L is for Lies
The power of a lie.
In real life, we know lies can hurt, destroy, and basically ruin a relationship. We don’t like it when people lie to us. I train my children to tell the truth. But somehow, dishonesty creeps in. Face it. It’s a part of life.
We want honesty from our families our friends. And we want emotional honesty from our loved ones. And from the characters in our story.
Notice I said emotional honesty.
But any and all other kinds of dishonesty and lies – bring it on. And bring it good.
What can lies and dishonesty do for a story?
- Lies create dramatic irony.
- Lies in the form of hidden backstory create mystery.
- Lies create conflict.
- Lies can be the start of a moving character arc.
- Lies set-up a powerful midpoint or Act III twist.
- Lies create story tension, which can cover a multitude of other writing sins.

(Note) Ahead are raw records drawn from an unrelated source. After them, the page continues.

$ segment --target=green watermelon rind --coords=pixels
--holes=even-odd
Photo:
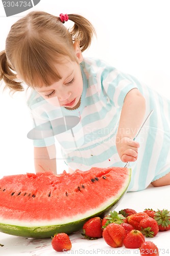
[[[81,229],[83,224],[88,219],[91,218],[99,216],[103,218],[105,216],[109,214],[110,210],[113,210],[115,209],[123,196],[126,194],[130,181],[131,173],[129,176],[129,180],[127,180],[126,184],[126,187],[123,193],[119,195],[119,197],[115,198],[115,201],[111,205],[104,209],[103,209],[99,212],[91,215],[84,219],[79,220],[70,223],[66,223],[62,225],[47,225],[42,226],[32,226],[24,227],[18,225],[10,225],[7,224],[0,223],[0,231],[4,233],[17,236],[18,237],[23,237],[28,238],[47,238],[54,236],[56,233],[66,233],[70,234]]]

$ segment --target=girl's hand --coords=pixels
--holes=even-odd
[[[116,147],[118,154],[123,162],[134,162],[137,159],[139,143],[128,137],[118,139],[117,138]]]

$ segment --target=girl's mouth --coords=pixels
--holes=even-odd
[[[68,103],[67,104],[64,104],[63,106],[73,106],[76,101],[76,98],[70,102]]]

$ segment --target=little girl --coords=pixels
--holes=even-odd
[[[56,173],[56,138],[68,172],[130,161],[129,191],[170,184],[170,101],[101,60],[83,58],[93,34],[80,15],[31,12],[11,27],[0,53],[0,80],[13,91],[24,90],[23,82],[29,88],[36,172]]]

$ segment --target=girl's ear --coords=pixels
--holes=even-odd
[[[80,48],[80,41],[75,41],[74,44],[74,48],[79,63],[81,63],[83,59],[82,51]]]

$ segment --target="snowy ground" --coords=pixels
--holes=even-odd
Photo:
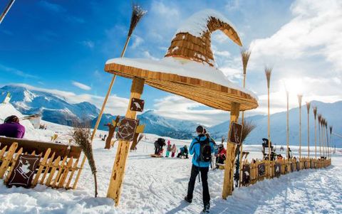
[[[28,129],[31,132],[28,136],[44,139],[56,130],[61,135],[68,132],[67,127],[49,124],[48,127],[53,131]],[[138,151],[129,154],[118,208],[105,198],[116,144],[111,150],[105,150],[104,141],[97,139],[93,146],[100,197],[93,198],[93,176],[86,165],[74,191],[40,185],[33,189],[7,188],[0,184],[0,213],[200,213],[201,183],[196,183],[192,204],[182,200],[190,174],[190,160],[150,158],[152,142],[157,137],[147,134],[138,144]],[[171,141],[177,147],[189,144],[188,141]],[[250,158],[261,157],[261,146],[244,148],[251,152]],[[296,147],[291,149],[296,153]],[[223,171],[209,171],[212,213],[342,213],[341,149],[327,168],[304,170],[240,188],[227,200],[221,197],[222,179]]]

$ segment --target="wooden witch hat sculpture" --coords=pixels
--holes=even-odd
[[[239,103],[240,110],[254,109],[258,107],[256,97],[233,85],[215,67],[210,36],[217,30],[242,45],[227,19],[215,11],[204,10],[194,14],[177,30],[164,58],[114,58],[107,61],[105,70],[144,79],[150,86],[216,109],[230,111],[232,102]]]
[[[105,70],[133,79],[130,105],[135,100],[140,100],[144,85],[147,84],[218,109],[230,111],[231,122],[237,122],[239,111],[256,108],[258,103],[252,92],[233,85],[215,67],[210,35],[216,30],[221,30],[242,46],[237,31],[229,21],[214,11],[206,10],[195,14],[184,23],[177,31],[164,58],[160,60],[115,58],[107,61]],[[130,105],[125,119],[133,124],[136,111],[130,107]],[[133,131],[126,132],[130,133],[130,136],[134,134]],[[120,129],[118,133],[120,133]],[[107,197],[114,199],[115,205],[120,200],[131,141],[128,138],[119,139],[107,191]],[[229,157],[234,156],[234,146],[232,144],[227,145]],[[227,159],[226,161],[224,198],[232,194],[234,160]]]

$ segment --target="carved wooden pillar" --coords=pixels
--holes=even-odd
[[[130,89],[130,103],[127,109],[126,118],[135,119],[137,112],[131,111],[130,109],[130,101],[132,98],[140,98],[144,89],[145,80],[140,78],[133,78],[132,87]],[[109,183],[107,197],[113,198],[115,202],[115,206],[119,204],[120,196],[121,193],[121,186],[123,177],[125,176],[125,168],[126,159],[128,154],[130,142],[123,140],[119,140],[118,150],[116,151],[115,161],[113,166],[112,175]]]

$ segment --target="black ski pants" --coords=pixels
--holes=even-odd
[[[196,182],[196,177],[200,172],[202,179],[202,188],[203,189],[203,204],[204,206],[210,203],[210,195],[209,194],[208,188],[208,171],[209,167],[198,167],[192,164],[192,167],[191,168],[190,180],[189,181],[189,185],[187,187],[187,197],[189,200],[192,200],[195,183]]]

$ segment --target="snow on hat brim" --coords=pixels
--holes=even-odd
[[[125,77],[145,79],[152,87],[218,109],[230,111],[232,102],[239,103],[242,111],[258,107],[252,92],[232,84],[219,69],[192,60],[120,58],[108,60],[105,70]]]

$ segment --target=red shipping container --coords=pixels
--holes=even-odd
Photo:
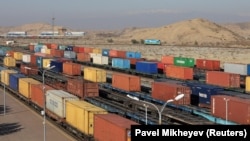
[[[211,97],[211,114],[238,124],[250,124],[250,99],[213,95]]]
[[[240,74],[221,72],[221,71],[207,71],[206,83],[227,88],[239,88]]]
[[[63,57],[64,50],[55,50],[55,57]]]
[[[34,52],[34,50],[35,50],[35,45],[29,45],[29,50],[30,50],[31,52]]]
[[[137,61],[145,61],[144,58],[127,58],[130,60],[131,65],[135,65]]]
[[[67,91],[80,97],[81,99],[99,96],[98,83],[83,79],[68,79]]]
[[[184,97],[175,104],[190,105],[191,104],[191,88],[174,83],[167,82],[153,82],[152,83],[152,98],[167,101],[174,99],[179,94],[184,94]]]
[[[68,75],[81,75],[81,64],[63,63],[63,73]]]
[[[90,62],[90,54],[89,53],[77,53],[76,58],[78,61]]]
[[[112,86],[125,91],[141,91],[141,78],[134,75],[113,73]]]
[[[210,71],[219,71],[220,70],[220,61],[219,60],[196,59],[196,68],[210,70]]]
[[[84,53],[84,47],[79,47],[78,51],[79,53]]]
[[[110,57],[126,58],[126,51],[121,50],[109,50]]]
[[[174,64],[174,57],[173,56],[162,56],[161,62],[167,65],[173,65]]]
[[[95,114],[94,123],[94,138],[98,141],[130,141],[131,125],[139,125],[111,113]]]
[[[25,69],[25,67],[29,67],[31,69]],[[20,72],[25,75],[38,74],[38,67],[31,64],[21,64]]]
[[[79,53],[79,47],[74,46],[74,47],[73,47],[73,51],[74,51],[75,53]]]
[[[165,73],[167,77],[182,80],[193,80],[194,70],[189,67],[167,65],[165,66]]]
[[[30,55],[30,65],[34,65],[34,66],[37,65],[37,64],[36,64],[36,57],[37,57],[37,56],[35,56],[34,54],[31,54],[31,55]]]
[[[44,87],[45,89],[43,92],[43,84],[30,84],[31,101],[40,108],[44,106],[44,94],[46,91],[54,89],[48,85],[44,85]]]
[[[84,53],[92,53],[92,52],[93,52],[93,48],[84,47]]]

As you can see, I’m talking about more than one character lying to another character. Lies can be in the form of keeping truth from the reader. Or a character can be lying to themselves, in denial.
TWILIGHT and the dramatic irony created when the reader knew Edward was a vampire, but Bella didn’t.

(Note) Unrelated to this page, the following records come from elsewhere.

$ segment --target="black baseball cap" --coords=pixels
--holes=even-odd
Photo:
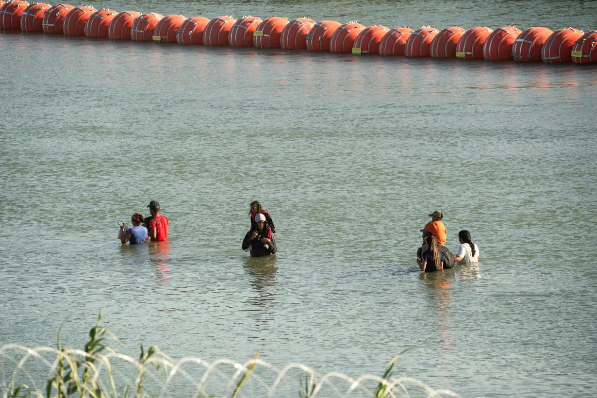
[[[159,207],[159,202],[157,200],[152,200],[149,202],[149,204],[147,205],[147,207],[150,209],[157,209]]]

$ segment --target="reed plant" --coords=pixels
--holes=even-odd
[[[15,385],[13,380],[10,387],[2,394],[2,398],[148,398],[160,396],[161,393],[159,392],[151,394],[146,391],[148,370],[152,368],[158,374],[163,373],[165,377],[171,377],[176,372],[173,371],[171,375],[169,374],[168,368],[176,364],[155,346],[151,346],[146,351],[141,344],[138,362],[130,357],[118,354],[108,343],[112,341],[120,344],[120,342],[101,323],[100,312],[96,325],[89,331],[89,337],[83,350],[73,350],[69,347],[62,345],[60,339],[62,326],[60,326],[58,331],[57,350],[53,350],[56,357],[51,366],[50,375],[46,380],[44,385],[45,396],[39,391],[32,390],[26,384]],[[408,348],[410,349],[411,348]],[[393,398],[395,397],[395,390],[398,387],[401,387],[404,395],[408,396],[408,391],[401,383],[396,380],[392,380],[393,383],[390,381],[392,380],[394,366],[399,356],[408,350],[401,353],[390,362],[373,398]],[[134,383],[125,383],[121,390],[116,387],[114,379],[115,369],[113,369],[110,362],[110,358],[115,357],[121,359],[125,357],[128,358],[128,362],[134,363],[137,366],[137,377]],[[236,382],[232,396],[228,396],[237,398],[243,385],[260,363],[259,351],[257,351],[253,359],[242,368],[241,371],[237,372],[235,377],[240,375],[241,371],[242,375]],[[313,398],[318,388],[321,387],[318,384],[315,372],[312,371],[307,371],[308,370],[303,368],[304,373],[299,375],[299,398]],[[198,396],[199,398],[222,396],[207,394],[204,390],[207,384],[207,380],[205,380],[201,385],[198,385],[200,392],[198,393],[198,396]],[[162,390],[162,393],[164,392]]]

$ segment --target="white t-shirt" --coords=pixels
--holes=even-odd
[[[473,257],[471,252],[470,245],[468,243],[460,245],[460,247],[458,249],[458,252],[454,256],[454,257],[462,257],[462,260],[458,262],[458,264],[476,263],[479,261],[479,248],[477,247],[476,243],[473,243],[473,245],[475,245],[475,257]]]

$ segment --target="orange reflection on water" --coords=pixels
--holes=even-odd
[[[251,298],[249,302],[259,309],[270,306],[273,303],[276,295],[273,292],[273,288],[276,283],[276,274],[278,273],[276,256],[248,257],[245,261],[243,267],[251,277],[251,286],[257,294],[257,297]]]

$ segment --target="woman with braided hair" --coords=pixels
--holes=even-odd
[[[273,220],[267,211],[263,208],[259,200],[253,200],[251,202],[251,209],[249,211],[249,217],[251,218],[251,230],[254,231],[257,229],[257,223],[255,218],[257,214],[263,214],[265,217],[267,225],[272,229],[272,232],[276,233],[276,227],[273,225]]]
[[[120,242],[124,245],[127,242],[131,245],[144,243],[149,237],[147,229],[141,225],[144,222],[143,216],[135,213],[131,217],[133,226],[125,230],[124,224],[120,224]]]
[[[463,229],[458,233],[460,247],[454,258],[458,264],[477,263],[479,261],[479,248],[470,240],[470,233]]]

CRACKED UP TO BE by Courtney Summers. I’m reading it right now and something big happened in the main character’s past to change her life. And I’m turning the pages as bits of backstory are dropped in because I want to know what happened.
THE LIAR SOCIETY by the Roecker sisters. The main character’s friend died and once we care, we turn the pages to find out how and why.
ACROSS THE UNIVERSE by Beth Revis. The main character wakes up fifty years too early after being cryogenically frozen. Let’s just say that big lies are revealed at the end that made a terrific twist!
HOLES by Louis Sachar. The main character is sentenced to Camp Green Lake for his prison term. Except the whole camp is a lie. This created incredible story tension.
I’m sure there are many others. Can you think of any? Do you use dishonesty and lies in your writing?